Researchers from the Violet Vines Marshman Centre for Rural Health Research are identifying much-needed oral health solutions for rural Australians living with mental illness.
The disparity in oral health outcomes in metropolitan and rural areas is significant. Around 30% of Australians who live in rural areas have higher levels of tooth loss and untreated decay than their urban counterparts. They also have a higher rate of preventable hospitalisations due to oral health conditions, higher levels of dissatisfaction with oral health services, and difficulty accessing care.
These problems are compounded for the 20% of rural Australians living with mental illness.
“Rural people living with mental illness are more susceptible to oral disease,” says Emeritus Professor Amanda Kenny, lead researcher of the study. “This is due a range of contributing factors including dental phobia, dental costs, poor health service design, difficulty accessing care, and the adverse side effects of anti-psychotic and anti-depressant medications.”
“There is a close association between dental disease, coronary heart disease, stroke, diabetes, and respiratory disease, conditions that are commonly experienced by people with mental illness,” she adds. “Poor oral health contributes to social withdrawal, isolation, lack of employment opportunities, and low self-esteem for those who are already highly vulnerable.”
The issue has been largely ignored by policymakers, service providers and researchers, until now.
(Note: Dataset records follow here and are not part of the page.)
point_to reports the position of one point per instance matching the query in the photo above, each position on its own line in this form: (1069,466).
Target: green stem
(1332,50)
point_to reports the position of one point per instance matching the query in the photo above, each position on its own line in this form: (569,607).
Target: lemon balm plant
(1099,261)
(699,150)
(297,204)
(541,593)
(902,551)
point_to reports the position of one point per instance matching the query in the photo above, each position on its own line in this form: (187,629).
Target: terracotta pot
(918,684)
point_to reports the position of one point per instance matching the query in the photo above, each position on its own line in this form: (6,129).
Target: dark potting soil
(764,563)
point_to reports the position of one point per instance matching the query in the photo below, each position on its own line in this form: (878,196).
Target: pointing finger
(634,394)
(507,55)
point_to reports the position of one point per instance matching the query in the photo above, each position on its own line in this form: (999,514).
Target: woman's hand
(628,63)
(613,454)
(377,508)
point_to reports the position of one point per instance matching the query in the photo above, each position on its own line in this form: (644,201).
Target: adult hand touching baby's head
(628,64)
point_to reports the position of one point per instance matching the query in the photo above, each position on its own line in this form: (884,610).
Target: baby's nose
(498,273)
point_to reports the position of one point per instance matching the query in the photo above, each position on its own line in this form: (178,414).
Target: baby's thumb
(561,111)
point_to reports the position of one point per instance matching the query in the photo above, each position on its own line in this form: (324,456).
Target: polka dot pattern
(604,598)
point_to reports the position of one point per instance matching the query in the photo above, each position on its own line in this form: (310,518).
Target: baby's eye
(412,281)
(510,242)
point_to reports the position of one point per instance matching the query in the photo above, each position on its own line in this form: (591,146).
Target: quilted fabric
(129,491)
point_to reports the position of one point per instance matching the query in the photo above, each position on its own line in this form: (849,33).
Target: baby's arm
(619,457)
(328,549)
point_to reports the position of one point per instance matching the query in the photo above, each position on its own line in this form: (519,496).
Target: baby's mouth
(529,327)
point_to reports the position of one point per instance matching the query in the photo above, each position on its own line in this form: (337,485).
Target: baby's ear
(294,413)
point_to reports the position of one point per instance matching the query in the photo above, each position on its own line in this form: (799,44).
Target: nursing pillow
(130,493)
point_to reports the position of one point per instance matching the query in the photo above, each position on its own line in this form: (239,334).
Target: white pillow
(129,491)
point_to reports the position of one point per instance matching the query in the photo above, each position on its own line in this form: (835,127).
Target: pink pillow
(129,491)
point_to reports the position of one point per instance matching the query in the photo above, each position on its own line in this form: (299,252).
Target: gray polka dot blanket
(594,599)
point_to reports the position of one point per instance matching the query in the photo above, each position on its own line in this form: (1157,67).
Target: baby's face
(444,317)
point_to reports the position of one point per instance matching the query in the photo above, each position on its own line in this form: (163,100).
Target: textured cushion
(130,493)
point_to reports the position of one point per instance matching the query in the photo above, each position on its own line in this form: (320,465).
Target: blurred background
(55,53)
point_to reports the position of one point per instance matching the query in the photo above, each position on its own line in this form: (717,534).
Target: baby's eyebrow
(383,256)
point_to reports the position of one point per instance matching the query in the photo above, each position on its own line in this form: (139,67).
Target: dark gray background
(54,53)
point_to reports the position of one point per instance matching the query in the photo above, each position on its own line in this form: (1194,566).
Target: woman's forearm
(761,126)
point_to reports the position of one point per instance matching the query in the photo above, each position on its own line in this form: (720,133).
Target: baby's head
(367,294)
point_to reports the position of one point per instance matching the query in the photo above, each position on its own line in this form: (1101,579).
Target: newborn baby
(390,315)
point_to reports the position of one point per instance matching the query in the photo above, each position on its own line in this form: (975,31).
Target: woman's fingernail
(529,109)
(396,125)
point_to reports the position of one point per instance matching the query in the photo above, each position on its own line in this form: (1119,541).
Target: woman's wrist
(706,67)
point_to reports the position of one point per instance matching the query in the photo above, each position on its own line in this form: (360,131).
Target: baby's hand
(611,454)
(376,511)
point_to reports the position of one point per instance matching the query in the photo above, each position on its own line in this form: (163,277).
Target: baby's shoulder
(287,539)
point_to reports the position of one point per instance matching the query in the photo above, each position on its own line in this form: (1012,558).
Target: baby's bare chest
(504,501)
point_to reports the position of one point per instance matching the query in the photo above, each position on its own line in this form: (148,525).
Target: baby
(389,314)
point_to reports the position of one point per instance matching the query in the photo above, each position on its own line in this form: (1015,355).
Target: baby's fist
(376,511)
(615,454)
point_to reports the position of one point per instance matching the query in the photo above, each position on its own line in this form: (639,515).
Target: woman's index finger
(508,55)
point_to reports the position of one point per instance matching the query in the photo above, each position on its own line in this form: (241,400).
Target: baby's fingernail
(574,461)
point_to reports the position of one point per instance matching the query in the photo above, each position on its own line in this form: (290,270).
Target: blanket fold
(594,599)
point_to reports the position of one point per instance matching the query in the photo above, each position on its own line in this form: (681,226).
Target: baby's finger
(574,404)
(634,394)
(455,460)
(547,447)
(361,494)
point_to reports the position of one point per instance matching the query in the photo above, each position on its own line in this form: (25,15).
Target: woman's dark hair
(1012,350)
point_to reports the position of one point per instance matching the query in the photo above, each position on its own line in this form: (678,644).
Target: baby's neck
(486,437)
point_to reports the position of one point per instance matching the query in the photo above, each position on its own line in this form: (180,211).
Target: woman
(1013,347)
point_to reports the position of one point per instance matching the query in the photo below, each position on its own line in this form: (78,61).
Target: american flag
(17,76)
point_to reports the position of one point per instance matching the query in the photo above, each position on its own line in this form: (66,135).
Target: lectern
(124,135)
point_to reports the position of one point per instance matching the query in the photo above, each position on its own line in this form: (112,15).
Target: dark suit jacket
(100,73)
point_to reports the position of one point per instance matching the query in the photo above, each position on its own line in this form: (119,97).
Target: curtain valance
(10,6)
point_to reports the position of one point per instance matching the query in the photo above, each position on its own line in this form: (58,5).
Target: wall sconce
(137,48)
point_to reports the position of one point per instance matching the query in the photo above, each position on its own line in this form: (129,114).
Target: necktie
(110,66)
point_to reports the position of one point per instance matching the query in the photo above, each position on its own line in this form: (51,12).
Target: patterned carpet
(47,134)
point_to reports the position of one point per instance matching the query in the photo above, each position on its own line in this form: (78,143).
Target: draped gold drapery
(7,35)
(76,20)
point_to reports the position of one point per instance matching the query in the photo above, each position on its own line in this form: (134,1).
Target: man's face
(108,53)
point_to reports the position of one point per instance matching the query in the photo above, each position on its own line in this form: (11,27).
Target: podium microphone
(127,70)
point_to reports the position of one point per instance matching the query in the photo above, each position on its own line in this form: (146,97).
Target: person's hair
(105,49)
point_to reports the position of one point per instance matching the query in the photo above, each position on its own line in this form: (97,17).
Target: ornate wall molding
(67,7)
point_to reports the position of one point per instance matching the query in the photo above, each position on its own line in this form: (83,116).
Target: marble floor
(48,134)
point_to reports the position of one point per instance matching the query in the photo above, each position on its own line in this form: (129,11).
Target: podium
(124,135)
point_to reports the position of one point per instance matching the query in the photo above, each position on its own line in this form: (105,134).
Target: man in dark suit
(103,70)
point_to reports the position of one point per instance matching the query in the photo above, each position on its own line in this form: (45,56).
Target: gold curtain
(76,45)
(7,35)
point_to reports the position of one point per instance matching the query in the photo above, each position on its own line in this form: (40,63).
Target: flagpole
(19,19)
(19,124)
Using a realist approach that prioritises rural people with mental illness in all aspects of the research, the team are examining why oral health interventions for people with mental illness might work differently depending on the context.
“We want to understand what works for whom, in what context and how,” says Kenny. “The context, circumstances and stakeholders create the solution.”
This framework will be used to develop tailored strategies to ensure high quality, accessible community-based oral healthcare for rural Australia’s most disadvantaged community members.
“By tackling oral health and mental illness together, we hope that our research will reduce the oral health disease burden and optimise the rural health workforce,” adds Kenny. “And, that it will mobilise stakeholders, including rural people, to be creative, inventive, ingenious and revolutionary as they work together to develop solutions tailored to their community.”
“By co-partnering in research, we can build an evidence-base, translate findings into practice, and improve the health outcomes for vulnerable groups in rural and regional communities.”